The findings support the use of cognitive-behavioral therapy for insomnia in hypnotic-dependant older adults.

Introduction

Data from our recent epidemiological study support the hypothesis that older adults (OA) report higher rates of insomnia and more severe insomnia than younger adults [1]. Across age groups, insomnia has been associated with difficulties such as impaired functioning, daytime fatigue, increased health care costs, and reduced quality of life [2], [3]. These difficulties may be particularly salient for OA as they often experience other age-related decrements in general health. These findings highlight the importance of establishing optimum treatment strategies for insomnia in the OA population.

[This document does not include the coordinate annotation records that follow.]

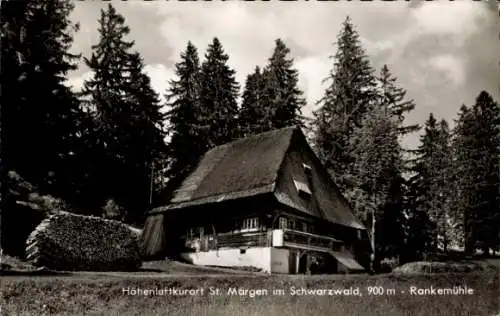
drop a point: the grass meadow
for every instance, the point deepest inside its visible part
(102, 294)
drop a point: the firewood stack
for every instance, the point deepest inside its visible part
(69, 242)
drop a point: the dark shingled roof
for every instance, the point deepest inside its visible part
(242, 168)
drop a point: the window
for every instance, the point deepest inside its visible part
(302, 188)
(250, 223)
(283, 223)
(307, 169)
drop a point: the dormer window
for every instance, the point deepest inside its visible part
(302, 188)
(307, 169)
(250, 223)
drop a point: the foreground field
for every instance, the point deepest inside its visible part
(103, 294)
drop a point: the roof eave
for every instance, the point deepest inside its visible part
(268, 188)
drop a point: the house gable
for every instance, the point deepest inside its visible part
(302, 172)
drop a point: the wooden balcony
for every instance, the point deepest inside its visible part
(299, 239)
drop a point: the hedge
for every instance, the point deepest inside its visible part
(70, 242)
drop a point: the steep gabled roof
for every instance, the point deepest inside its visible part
(242, 168)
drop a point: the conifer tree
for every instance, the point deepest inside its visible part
(283, 99)
(351, 94)
(187, 142)
(218, 97)
(476, 143)
(431, 185)
(39, 112)
(395, 97)
(128, 135)
(378, 163)
(254, 115)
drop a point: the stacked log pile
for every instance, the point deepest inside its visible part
(69, 242)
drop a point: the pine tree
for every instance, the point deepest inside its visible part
(477, 158)
(351, 94)
(431, 185)
(378, 163)
(443, 215)
(219, 93)
(463, 144)
(128, 135)
(39, 112)
(253, 115)
(187, 142)
(395, 97)
(283, 98)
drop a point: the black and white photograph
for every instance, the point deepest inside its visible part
(250, 158)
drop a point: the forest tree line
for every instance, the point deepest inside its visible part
(107, 149)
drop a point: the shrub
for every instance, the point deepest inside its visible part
(23, 208)
(68, 242)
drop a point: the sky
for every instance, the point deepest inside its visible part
(443, 53)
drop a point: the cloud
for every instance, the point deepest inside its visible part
(442, 53)
(76, 82)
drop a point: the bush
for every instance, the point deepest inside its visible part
(72, 242)
(23, 208)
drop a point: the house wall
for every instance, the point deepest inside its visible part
(257, 257)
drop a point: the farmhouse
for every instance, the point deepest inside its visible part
(264, 201)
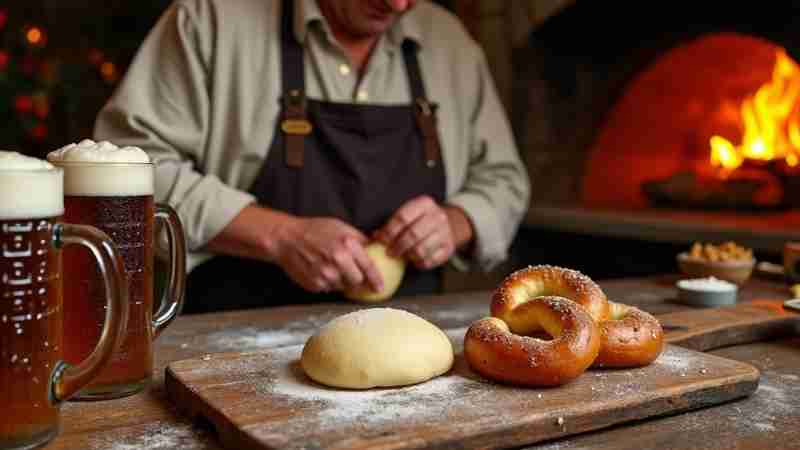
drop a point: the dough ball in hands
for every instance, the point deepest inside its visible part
(377, 347)
(391, 269)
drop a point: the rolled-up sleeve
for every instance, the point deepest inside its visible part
(162, 106)
(496, 190)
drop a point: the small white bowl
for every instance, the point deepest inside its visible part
(709, 291)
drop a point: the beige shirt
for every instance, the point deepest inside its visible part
(201, 97)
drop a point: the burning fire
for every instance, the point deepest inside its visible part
(771, 121)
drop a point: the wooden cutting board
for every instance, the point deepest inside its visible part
(703, 329)
(263, 400)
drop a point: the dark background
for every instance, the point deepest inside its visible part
(52, 89)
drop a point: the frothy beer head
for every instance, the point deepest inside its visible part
(102, 169)
(29, 188)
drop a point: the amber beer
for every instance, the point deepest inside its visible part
(33, 377)
(117, 198)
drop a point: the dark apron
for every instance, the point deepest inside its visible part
(358, 163)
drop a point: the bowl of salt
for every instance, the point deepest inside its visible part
(709, 291)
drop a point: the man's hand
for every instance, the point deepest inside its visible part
(319, 254)
(425, 233)
(326, 254)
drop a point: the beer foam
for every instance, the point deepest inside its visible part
(102, 169)
(30, 188)
(88, 150)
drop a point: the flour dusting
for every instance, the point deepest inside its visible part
(156, 436)
(674, 362)
(255, 338)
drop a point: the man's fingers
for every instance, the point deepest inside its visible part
(367, 268)
(404, 217)
(345, 261)
(418, 232)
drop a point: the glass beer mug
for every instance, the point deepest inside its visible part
(111, 188)
(34, 379)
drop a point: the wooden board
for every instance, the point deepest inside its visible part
(263, 400)
(705, 329)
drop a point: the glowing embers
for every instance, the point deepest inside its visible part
(770, 121)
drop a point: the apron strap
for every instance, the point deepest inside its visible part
(294, 118)
(424, 110)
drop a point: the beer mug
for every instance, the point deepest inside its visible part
(112, 189)
(34, 379)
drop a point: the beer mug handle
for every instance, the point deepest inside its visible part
(172, 299)
(68, 379)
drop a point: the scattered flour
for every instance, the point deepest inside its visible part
(251, 338)
(674, 362)
(156, 436)
(436, 397)
(254, 338)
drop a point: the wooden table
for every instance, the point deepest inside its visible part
(767, 420)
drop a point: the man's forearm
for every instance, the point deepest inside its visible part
(256, 233)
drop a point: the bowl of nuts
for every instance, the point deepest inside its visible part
(728, 261)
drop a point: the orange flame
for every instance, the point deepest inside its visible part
(771, 121)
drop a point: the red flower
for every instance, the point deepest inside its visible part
(39, 131)
(28, 65)
(23, 104)
(41, 107)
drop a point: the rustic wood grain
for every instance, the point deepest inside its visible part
(744, 323)
(766, 419)
(263, 400)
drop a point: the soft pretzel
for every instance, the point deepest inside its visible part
(535, 281)
(630, 338)
(493, 351)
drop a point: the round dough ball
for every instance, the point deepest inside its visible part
(377, 347)
(391, 270)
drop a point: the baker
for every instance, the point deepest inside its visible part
(289, 134)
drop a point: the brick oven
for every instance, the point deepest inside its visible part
(619, 109)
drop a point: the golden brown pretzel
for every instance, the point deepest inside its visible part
(493, 351)
(535, 281)
(630, 338)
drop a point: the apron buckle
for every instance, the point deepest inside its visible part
(301, 127)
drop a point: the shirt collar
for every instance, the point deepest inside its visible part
(307, 12)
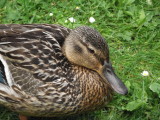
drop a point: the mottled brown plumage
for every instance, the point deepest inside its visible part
(51, 71)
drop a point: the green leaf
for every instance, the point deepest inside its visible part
(155, 87)
(134, 105)
(2, 3)
(142, 17)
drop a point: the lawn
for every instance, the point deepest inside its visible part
(132, 30)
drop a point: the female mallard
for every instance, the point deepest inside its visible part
(50, 71)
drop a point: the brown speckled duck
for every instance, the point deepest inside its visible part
(51, 71)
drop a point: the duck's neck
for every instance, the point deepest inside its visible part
(94, 91)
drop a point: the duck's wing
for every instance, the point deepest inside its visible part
(30, 54)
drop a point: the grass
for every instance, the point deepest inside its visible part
(132, 30)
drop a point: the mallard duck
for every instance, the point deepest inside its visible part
(51, 71)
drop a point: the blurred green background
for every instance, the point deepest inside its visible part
(132, 30)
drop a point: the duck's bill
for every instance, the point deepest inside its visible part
(116, 84)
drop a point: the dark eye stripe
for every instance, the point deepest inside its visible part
(78, 48)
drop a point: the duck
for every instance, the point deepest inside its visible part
(47, 70)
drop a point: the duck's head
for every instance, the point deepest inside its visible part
(85, 47)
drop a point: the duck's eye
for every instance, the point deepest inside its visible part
(91, 50)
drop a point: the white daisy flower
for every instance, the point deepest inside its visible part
(92, 20)
(66, 21)
(50, 14)
(145, 73)
(149, 2)
(72, 20)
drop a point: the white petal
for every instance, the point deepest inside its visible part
(66, 21)
(92, 20)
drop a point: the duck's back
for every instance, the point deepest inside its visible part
(32, 52)
(37, 79)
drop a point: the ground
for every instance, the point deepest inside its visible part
(132, 30)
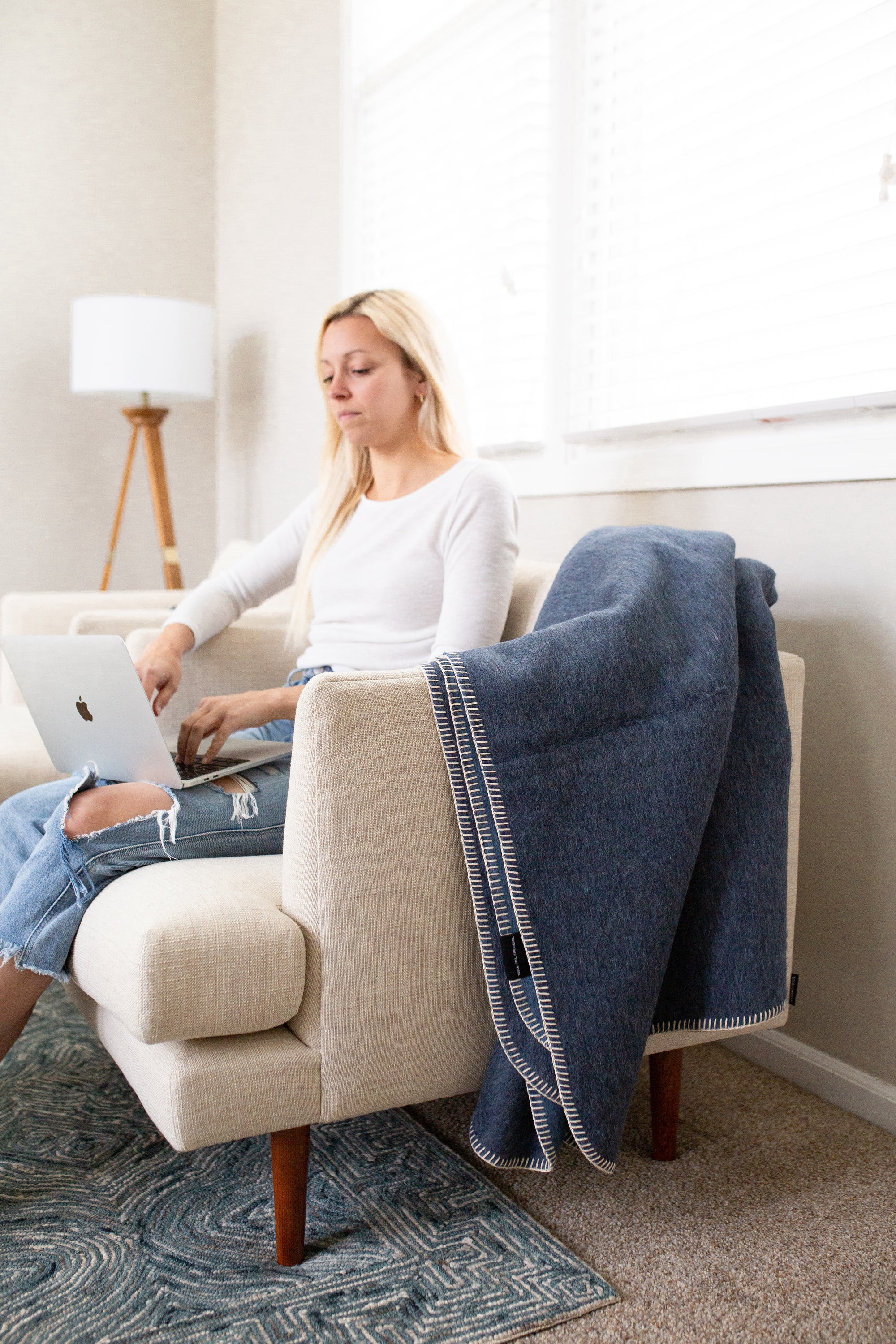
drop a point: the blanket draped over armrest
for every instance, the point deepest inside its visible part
(621, 783)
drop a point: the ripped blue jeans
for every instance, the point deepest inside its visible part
(47, 881)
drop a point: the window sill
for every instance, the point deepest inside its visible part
(853, 445)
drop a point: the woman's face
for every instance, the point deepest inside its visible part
(371, 392)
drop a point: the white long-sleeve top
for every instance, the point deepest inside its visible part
(406, 580)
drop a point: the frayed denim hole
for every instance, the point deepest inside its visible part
(70, 853)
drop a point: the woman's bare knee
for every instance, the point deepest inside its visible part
(95, 810)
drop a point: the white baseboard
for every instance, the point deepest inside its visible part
(821, 1074)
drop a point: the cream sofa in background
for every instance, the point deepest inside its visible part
(23, 758)
(264, 995)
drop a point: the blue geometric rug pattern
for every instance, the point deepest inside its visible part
(111, 1237)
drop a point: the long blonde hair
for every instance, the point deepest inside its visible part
(346, 474)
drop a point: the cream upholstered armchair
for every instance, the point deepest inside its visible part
(264, 995)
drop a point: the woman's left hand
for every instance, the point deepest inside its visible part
(220, 715)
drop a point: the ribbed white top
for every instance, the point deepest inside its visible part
(406, 580)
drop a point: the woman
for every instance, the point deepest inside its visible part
(406, 550)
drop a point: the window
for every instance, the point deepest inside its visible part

Hypnotic medication is typically the first line of defense for OA seeking treatment for insomnia, most likely because hypnotic medications are easily accessible through primary care physicians and promise rapid improvement for insomnia symptoms [4], [5]. The rate of hypnotic usage for OA is approximately 10–15%, a rate nearly five times that of younger adults [6], [7]. Although hypnotic medications have been shown to be effective in many cases, tolerance may lead to an attenuation of efficacy over time.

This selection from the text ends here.